Strengths and limitations of the study

This is the first study to assess a pregnancy-specific scoring system for non-overt DIC. Our scoring template provides the means to predict excessive blood loss that will require blood products transfusion, bearing in mind that obstetrical hemorrhage is the number one cause of preventable maternal death. Moreover, this study shows the importance of the addition of the TAT complex to the pregnancy-specific non-overt DIC scoring system. We replicated findings that showed pregnancy-related prothrombotic physiologic changes in the group of normal pregnant women, specifically fibrinogen and D-dimer.

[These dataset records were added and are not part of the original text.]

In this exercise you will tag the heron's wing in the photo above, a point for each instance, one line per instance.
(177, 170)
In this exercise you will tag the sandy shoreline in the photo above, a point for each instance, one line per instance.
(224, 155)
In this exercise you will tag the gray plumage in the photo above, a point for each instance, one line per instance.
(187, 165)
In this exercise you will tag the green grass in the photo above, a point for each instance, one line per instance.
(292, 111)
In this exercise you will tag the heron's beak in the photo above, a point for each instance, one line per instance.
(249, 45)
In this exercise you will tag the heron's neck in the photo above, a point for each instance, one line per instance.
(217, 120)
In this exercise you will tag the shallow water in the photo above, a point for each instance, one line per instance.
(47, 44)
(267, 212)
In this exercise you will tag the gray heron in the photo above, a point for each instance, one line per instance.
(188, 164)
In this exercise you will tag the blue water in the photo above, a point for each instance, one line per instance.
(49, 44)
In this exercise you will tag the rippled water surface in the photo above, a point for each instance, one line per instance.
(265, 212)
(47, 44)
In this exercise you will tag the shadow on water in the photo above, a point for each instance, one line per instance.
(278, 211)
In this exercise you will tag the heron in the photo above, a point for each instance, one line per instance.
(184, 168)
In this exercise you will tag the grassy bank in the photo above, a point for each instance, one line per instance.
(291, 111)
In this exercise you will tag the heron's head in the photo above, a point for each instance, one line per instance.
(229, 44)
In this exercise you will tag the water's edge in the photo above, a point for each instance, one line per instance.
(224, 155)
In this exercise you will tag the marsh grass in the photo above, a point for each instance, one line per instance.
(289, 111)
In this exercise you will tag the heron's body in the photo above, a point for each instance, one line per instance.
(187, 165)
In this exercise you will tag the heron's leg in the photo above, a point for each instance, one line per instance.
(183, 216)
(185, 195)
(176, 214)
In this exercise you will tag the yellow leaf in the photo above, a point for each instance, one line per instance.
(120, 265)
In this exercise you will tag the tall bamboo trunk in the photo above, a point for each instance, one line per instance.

Our study mainly comprised one ethnic group (African American), consistent with our population. However, our results were similar to those reported in two independent cohorts from Denmark and Japan (2, 50, 103). A second limitation is the use of estimated blood loss as an outcome measure. Traditionally, estimated blood loss during labor has been considered inaccurate with low validity, (115), and a substantial amount of actual blood loss is significantly underestimated (116). To overcome this obstacle, we designed the desired outcome of our score as a combination of the estimated blood loss and the actual need for blood products transfusion. The measurement of coagulation proteins included in the ISTH and in the pregnancy specific non-overt DIC scores expensive and requires a special laboratory that are not available in low resources settings. However, this study is a proof of concept, in which we demonstrated that patients who are at risk for severe obstetrical hemorrhage that will require blood product transfusion may be identified already at admission to the labor and delivery unit. The results of our study can lay the foundation for the development of diagnostic modalities that could be used for the identification of women at risk for obstetrical hemorrhage requiring blood products transfusion also in low resource settings.

Conclusions

We present for the first time a pregnancy-specific non-overt DIC scoring system that can identify, among high-risk patients, the majority of those who will subsequently develop obstetrical hemorrhage requiring blood products transfusion. This scoring system has the potential to assist obstetricians to identify patients at risk for major obstetrical hemorrhage and to employ the necessary preventive measures.